Kirghizstan

Kel Suu : A la rencontre de Meder

La légende dit que Kel-Suu serait né d’un coup d’épée asséné par un guerrier surpuissant qui, fendant la montagne en deux, aurait fait jaillir des profondeurs de la terre un lac au bleu invraisemblable. L’histoire ne dit rien de l’identité du guerrier mais après une semaine passée à l’observer de biais, on finit par s’interroger : Meder, notre hôte, n’aurait-il pas quelque chose à voir avec ce héros des temps anciens ?

Lac Kel Suu

Meder, berger hors normes

Parce que soyons réalistes : comment des humains raisonnables pourraient-ils vivre à l’année dans ces immenses vallées sauvages du fin fond du Kirghizstan, tout juste esquissées sur un coin de carte ? La région est un no man’s land gigantesque, une zone de frontière n’ayant rien d’autre à garder que des ours, des léopards des neiges et des troupeaux de mouflons Marco Polo. À peine si l’homme existe encore, minuscule, perdu dans un univers qui de toute part l’engloutit. Le poste-frontière est à près d’une heure de route ; la première ville, At-Bashi (« Tête de cheval »), à trois.

Maison vallée Kel Suu
Glacier Kel Suu Kirghizstan
Montagnes Kel Suu Kirghizstan
Vallée Kel Suu Kirghizstan
Rivière Kirghizstan

L’hiver complique encore les choses : la neige paralyse les routes, les familles redescendent dans les vallées et sur les hauts plateaux ne reste qu’une poignée d’hommes – yaks, chevaux, chiens, fusil, vodka pour toute compagnie. Cela en ferait plier plus d’un mais pas Meder, que rien ne semble ébranler. Ni le froid glacial, ni la solitude, ni les attaques de loups ou d’ours venus s’approvisionner en chevaux, que Meder course en retour au galop sur le lac glacé…

Homme et chevaux Kel Suu Kirghizstan
Meder Kel Suu Kirghizstan

Meder, pour nous, est une sorte de guerrier. Un personnage taillé dans le roc des montagnes, fils de Tengri – le Ciel – ou ancien compagnon de Manas.

Officiellement pourtant l’homme est berger, a quatre enfants et une femme, Jazgoul, qu’il a un jour enlevée, comme le veut la « coutume » (50% des mariages au Kirghizstan se feraient par enlèvement, en particulier dans les régions rurales) 1Il n’est pas rare que ces enlèvements, souvent violents, se soldent par le suicide de la jeune femme.

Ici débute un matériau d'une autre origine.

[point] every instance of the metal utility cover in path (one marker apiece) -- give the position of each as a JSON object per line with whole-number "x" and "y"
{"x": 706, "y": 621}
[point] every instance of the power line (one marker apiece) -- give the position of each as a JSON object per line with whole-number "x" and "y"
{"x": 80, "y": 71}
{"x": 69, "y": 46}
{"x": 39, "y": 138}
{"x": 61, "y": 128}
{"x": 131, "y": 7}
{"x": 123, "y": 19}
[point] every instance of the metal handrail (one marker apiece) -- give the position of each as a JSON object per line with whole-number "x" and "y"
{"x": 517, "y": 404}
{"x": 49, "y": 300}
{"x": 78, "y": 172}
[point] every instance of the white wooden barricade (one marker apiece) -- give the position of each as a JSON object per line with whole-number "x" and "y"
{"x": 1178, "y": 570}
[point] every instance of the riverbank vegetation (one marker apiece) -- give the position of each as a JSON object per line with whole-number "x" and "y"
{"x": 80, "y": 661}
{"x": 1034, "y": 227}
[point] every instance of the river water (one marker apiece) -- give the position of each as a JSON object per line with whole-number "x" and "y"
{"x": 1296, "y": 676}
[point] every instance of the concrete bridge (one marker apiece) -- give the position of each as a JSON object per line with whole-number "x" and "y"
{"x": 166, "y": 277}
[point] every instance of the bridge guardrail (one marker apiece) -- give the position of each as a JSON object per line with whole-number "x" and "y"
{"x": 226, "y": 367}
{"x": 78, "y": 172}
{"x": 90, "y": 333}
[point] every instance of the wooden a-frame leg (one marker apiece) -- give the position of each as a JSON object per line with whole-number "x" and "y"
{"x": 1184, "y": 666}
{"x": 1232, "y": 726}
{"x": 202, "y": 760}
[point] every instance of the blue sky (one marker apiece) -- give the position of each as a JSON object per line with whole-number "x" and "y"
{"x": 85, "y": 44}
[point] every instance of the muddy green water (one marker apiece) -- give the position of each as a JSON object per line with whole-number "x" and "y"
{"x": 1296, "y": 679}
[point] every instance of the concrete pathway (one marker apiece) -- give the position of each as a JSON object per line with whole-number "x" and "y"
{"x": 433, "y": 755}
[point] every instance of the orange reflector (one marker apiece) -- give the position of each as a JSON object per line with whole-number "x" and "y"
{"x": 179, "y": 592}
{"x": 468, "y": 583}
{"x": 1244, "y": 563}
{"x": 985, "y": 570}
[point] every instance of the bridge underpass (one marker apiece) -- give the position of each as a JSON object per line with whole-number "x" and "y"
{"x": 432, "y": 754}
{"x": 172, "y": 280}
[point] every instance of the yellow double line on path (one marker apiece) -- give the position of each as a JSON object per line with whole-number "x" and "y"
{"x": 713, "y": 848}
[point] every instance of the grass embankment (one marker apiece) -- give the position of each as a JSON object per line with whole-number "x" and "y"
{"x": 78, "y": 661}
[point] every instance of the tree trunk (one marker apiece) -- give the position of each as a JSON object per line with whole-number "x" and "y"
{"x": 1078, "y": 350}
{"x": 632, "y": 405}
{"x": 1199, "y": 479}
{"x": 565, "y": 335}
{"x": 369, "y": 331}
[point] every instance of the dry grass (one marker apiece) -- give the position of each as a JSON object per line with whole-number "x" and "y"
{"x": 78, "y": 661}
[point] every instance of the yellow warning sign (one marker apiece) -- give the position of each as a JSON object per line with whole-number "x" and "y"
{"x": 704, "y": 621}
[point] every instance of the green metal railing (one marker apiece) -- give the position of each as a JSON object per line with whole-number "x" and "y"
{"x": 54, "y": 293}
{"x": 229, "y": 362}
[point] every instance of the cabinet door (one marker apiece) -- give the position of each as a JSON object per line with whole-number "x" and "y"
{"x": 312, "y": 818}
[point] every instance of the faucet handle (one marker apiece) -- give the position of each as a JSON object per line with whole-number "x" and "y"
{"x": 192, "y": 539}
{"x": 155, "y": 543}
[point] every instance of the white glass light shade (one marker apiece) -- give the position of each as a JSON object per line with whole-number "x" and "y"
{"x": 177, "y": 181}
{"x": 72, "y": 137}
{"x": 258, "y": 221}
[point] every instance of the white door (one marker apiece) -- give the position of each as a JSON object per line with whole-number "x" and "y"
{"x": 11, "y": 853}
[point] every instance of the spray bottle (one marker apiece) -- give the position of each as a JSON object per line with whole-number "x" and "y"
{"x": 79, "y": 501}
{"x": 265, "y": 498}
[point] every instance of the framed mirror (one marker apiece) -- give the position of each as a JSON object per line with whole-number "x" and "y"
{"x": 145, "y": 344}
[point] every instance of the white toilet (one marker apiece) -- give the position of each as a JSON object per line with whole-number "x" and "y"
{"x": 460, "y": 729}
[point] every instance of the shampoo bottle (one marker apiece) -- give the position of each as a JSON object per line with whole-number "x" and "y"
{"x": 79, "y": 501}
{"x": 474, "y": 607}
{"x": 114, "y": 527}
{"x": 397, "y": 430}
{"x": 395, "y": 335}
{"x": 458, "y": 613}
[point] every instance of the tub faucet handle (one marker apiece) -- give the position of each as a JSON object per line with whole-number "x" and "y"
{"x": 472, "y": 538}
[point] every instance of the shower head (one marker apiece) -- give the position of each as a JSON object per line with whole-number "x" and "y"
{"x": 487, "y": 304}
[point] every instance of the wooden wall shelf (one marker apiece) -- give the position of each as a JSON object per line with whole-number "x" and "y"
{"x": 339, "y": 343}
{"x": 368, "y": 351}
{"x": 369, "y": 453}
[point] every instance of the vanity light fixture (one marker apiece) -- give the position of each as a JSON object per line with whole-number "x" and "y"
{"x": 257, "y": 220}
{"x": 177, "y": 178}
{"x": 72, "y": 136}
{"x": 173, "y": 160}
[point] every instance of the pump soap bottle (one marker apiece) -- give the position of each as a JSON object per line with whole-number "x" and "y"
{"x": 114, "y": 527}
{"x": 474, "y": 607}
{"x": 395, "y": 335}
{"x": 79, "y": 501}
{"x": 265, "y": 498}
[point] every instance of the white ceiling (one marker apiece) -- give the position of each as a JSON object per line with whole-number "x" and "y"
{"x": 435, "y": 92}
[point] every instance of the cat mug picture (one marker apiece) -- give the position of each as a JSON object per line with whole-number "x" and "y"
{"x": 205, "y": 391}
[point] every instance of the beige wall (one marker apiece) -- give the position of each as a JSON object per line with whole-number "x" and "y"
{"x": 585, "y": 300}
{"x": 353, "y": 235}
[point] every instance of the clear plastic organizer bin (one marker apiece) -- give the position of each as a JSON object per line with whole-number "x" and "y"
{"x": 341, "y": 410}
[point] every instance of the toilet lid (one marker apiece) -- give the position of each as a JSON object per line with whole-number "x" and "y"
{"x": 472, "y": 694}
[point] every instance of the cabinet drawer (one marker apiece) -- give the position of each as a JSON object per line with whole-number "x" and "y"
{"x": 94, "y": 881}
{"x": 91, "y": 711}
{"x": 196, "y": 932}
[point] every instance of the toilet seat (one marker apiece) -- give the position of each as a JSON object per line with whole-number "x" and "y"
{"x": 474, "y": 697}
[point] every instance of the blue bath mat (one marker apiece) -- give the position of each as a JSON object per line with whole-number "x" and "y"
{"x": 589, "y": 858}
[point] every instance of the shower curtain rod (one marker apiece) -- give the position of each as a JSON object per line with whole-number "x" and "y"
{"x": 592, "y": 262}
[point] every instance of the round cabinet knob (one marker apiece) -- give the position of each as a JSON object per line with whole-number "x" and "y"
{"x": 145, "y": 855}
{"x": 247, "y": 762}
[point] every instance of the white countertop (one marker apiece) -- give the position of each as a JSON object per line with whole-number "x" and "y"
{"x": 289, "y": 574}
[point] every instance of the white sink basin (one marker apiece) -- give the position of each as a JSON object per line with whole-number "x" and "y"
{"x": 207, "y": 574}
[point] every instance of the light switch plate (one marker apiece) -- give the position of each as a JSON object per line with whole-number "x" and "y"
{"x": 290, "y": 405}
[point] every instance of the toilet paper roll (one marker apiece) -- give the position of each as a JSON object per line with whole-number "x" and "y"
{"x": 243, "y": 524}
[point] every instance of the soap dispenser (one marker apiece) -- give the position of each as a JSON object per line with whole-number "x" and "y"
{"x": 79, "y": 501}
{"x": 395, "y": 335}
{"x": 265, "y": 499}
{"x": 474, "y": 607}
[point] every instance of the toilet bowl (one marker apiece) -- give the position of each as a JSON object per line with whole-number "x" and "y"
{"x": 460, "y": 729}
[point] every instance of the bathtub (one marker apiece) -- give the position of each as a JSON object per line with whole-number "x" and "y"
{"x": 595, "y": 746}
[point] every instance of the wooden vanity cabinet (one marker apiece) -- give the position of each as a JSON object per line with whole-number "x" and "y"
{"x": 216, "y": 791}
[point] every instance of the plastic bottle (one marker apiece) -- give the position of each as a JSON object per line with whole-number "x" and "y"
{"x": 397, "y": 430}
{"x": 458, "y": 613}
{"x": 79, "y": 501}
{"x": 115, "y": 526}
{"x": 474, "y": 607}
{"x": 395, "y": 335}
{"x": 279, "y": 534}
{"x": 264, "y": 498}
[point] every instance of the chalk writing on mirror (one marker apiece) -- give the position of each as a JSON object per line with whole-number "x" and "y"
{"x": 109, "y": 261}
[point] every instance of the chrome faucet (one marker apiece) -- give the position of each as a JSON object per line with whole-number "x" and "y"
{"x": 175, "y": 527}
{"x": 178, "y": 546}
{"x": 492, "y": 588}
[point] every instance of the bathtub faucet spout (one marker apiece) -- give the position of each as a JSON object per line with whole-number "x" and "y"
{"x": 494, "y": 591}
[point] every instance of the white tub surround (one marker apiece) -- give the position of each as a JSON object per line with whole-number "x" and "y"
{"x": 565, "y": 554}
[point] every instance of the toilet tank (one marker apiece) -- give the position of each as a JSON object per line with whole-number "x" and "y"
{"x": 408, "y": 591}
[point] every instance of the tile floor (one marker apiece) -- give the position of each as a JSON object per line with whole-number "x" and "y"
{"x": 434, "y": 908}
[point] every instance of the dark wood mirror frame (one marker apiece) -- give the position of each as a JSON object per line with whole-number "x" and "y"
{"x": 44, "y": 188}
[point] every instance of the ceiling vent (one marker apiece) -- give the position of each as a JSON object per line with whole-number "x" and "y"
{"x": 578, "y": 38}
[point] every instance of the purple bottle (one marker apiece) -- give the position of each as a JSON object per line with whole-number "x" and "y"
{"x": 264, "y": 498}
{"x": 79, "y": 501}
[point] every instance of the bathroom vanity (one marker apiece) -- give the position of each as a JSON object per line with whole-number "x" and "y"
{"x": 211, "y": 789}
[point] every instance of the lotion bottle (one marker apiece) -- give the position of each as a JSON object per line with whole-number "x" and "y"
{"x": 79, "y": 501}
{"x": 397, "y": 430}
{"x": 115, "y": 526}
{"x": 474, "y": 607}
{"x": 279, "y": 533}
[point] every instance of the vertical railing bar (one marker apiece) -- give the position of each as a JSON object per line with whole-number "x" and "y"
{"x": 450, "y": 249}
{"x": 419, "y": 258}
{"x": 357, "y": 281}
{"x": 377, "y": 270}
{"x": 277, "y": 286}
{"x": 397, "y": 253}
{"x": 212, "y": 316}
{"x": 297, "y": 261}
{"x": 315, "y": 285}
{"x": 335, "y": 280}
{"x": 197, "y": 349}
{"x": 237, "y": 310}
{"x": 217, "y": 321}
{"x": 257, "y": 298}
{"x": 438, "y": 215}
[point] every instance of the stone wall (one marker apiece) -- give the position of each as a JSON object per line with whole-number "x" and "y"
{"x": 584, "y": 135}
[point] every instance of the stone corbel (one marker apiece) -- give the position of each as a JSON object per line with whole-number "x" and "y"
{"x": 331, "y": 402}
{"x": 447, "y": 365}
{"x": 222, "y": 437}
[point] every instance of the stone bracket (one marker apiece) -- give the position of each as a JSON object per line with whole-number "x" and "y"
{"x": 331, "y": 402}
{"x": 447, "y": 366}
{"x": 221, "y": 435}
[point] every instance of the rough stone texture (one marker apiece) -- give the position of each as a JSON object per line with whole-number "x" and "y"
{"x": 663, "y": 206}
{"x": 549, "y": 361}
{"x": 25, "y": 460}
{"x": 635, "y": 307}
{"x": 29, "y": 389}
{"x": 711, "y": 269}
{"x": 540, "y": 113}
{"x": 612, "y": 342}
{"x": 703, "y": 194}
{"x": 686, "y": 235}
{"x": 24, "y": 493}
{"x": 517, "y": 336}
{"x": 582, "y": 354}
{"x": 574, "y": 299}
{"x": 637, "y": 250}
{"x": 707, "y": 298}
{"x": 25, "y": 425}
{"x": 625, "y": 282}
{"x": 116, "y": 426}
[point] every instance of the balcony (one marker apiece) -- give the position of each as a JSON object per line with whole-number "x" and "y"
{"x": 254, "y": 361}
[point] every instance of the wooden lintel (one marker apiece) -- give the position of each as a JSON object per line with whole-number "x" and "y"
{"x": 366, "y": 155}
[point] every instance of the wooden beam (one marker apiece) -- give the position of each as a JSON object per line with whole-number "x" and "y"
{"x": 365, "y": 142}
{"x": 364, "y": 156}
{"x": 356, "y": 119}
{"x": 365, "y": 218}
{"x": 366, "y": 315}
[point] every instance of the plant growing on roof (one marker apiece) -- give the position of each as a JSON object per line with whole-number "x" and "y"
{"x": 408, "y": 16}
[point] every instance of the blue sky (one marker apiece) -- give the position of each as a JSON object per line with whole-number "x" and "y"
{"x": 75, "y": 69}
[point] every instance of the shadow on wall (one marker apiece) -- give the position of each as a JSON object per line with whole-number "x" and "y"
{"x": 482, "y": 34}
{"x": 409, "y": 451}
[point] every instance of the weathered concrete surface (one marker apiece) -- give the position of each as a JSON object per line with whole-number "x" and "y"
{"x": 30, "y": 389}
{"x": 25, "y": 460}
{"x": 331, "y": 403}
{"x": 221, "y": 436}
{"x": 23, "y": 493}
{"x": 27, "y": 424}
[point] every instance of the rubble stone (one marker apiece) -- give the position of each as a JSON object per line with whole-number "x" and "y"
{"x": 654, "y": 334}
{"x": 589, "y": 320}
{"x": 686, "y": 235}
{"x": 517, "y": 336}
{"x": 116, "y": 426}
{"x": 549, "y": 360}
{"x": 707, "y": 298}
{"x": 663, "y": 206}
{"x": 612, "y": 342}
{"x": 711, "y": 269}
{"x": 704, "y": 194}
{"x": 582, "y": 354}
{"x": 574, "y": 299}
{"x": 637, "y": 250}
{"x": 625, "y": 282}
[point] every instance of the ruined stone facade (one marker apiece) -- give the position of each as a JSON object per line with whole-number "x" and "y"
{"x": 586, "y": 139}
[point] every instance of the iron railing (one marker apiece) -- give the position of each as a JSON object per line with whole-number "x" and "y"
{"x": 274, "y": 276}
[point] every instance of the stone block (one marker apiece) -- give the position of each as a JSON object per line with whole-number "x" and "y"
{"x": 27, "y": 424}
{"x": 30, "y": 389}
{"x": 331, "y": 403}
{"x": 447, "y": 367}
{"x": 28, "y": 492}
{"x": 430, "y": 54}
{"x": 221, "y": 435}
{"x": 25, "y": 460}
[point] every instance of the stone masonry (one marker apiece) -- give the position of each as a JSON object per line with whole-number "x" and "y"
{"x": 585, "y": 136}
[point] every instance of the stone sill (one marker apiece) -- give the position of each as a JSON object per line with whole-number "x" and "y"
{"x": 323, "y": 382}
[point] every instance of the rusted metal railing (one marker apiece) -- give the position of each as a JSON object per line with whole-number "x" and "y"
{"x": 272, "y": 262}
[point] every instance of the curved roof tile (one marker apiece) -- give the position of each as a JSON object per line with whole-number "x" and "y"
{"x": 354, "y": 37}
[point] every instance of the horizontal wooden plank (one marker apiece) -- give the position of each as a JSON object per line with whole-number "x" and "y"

Voir cet article de Novastan.. Entre la fin du mois de mai et celle du mois de juin, la famille quitte At-Bashi et se réunit dans la vallée de Kok Kiya, emportant avec elle moutons, vaches et chevaux.

Enfants et chevaux Kel Suu Kirghizstan

Kol Suu : le Graal

Quand on débarque avec Fabien en août 2017, le camp est en ébullition. Des gamins courent dans tous les sens, une jeune sœur s’active aux fourneaux tandis qu’une autre est montée aider Meder en l’absence de sa femme, forcée de rejoindre At-Bashi avec un bébé malade. Le fils de Kubat est là aussi, avec des clients.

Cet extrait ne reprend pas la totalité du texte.